RDA on Labour’s definition of ‘Georgian architecture’
09.09.24
Keir Starmer’s Labour administration has shifted the benchmark for UK Government housing targets, making a commitment to constructing 1.5 million homes over the next five years. The focus of press attention has been on proposals to release poor-quality greenfield sites such as car parks and scrubland for regeneration, and on the potential implications for the political standing of the party in these locations. However, the nature and quality of residential development is likely to change, as ‘building beautiful’ criteria introduced under the Tories is superseded by a new framework which emphasise traditional materials, ‘gentle density’, and respect for local heritage.
Where some campaigners have seen this as a retreat from the Poundburyesque vision endorsed by Michael Gove and his supporters, others have interpreted this change as a more sustainable and creative route to the walkable urbanism popularised by the Georgians, reconceptualised by the Victorians, and eroded in the years since.

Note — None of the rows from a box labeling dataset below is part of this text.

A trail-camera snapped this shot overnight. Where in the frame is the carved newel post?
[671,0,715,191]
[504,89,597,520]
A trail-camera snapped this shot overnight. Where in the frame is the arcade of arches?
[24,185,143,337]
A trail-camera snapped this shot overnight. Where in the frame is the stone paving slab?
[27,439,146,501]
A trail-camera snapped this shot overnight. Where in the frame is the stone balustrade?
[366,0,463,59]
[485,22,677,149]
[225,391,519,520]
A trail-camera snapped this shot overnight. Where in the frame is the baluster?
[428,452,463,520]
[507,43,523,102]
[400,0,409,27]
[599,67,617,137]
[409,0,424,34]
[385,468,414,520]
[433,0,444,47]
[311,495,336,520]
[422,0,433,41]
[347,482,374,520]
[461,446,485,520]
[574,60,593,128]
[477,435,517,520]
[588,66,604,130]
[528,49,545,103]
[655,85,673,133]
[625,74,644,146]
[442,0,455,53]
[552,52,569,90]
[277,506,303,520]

The Telegraph’s John Grindrod recently penned an article on the subject, ‘Like Bridgerton without the sex: inside Keir Starmer’s neo-Georgian housing revolution’. Adam Forrest of The Independent led with the headline, ‘Labour will build new towns and Georgian housing’. Both were critical of aspects of the latest policy developments, and sceptical about the likely scale and scope of their application, but these papers of different political persuasions were equally confident that there was something to be said of an approach which prescribes plan form over design.

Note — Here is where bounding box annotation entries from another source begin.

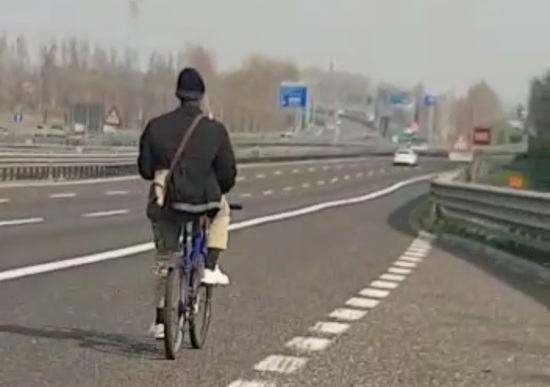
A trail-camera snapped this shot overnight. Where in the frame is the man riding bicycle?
[138,68,237,339]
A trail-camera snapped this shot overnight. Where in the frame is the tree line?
[0,35,376,131]
[0,35,306,130]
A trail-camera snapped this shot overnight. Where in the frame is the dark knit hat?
[176,67,206,100]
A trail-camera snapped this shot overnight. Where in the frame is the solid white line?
[359,288,390,298]
[82,209,130,218]
[0,218,44,227]
[380,274,407,282]
[285,336,331,352]
[0,157,376,190]
[254,355,308,374]
[105,191,128,196]
[388,267,412,274]
[309,321,351,335]
[370,280,399,289]
[0,174,433,282]
[227,379,277,387]
[50,192,76,199]
[328,308,367,321]
[346,297,380,309]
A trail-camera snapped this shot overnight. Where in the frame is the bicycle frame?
[180,217,208,318]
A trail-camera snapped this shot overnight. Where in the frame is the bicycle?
[163,204,242,360]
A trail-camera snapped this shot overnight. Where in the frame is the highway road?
[0,158,550,387]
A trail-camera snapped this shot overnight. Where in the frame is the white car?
[393,149,418,166]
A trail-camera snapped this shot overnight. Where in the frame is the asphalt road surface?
[0,159,550,387]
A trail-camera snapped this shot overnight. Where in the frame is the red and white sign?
[474,127,491,145]
[449,134,473,162]
[453,135,470,152]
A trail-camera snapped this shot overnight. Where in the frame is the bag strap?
[166,113,205,180]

Rather than imitate the form of Georgian architecture in the context of a car-centric suburban housing estate, the new guidance would appear to favour more contemporary architecture arranged in dense, tightly packed streets within walking distance of the shops. It promotes a balance between medium-rise apartments and well-built townhouses in a multiplicity of architectural styles. The fifteen-minute city concept which draws essential services into the orbit of all new urban housing developments is back on the agenda, and appears to be here to stay.

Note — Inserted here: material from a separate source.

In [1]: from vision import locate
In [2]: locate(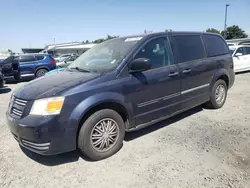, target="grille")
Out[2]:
[11,97,27,119]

Rodić Davidson’s first instinct is to welcome the proposal as an important development in the history of urban planning and to recommend that Labour’s homes of the future are not only built with sustainable materials, but developed with consideration for the sustainability of the end-users’ way of life. A passage from Howards End comes to mind, more pertinent now than it was in 1910, when the motorcar first started to make its mark on urban planning. ‘She looked at the scenery. It heaved and merged like porridge. Presently it congealed’.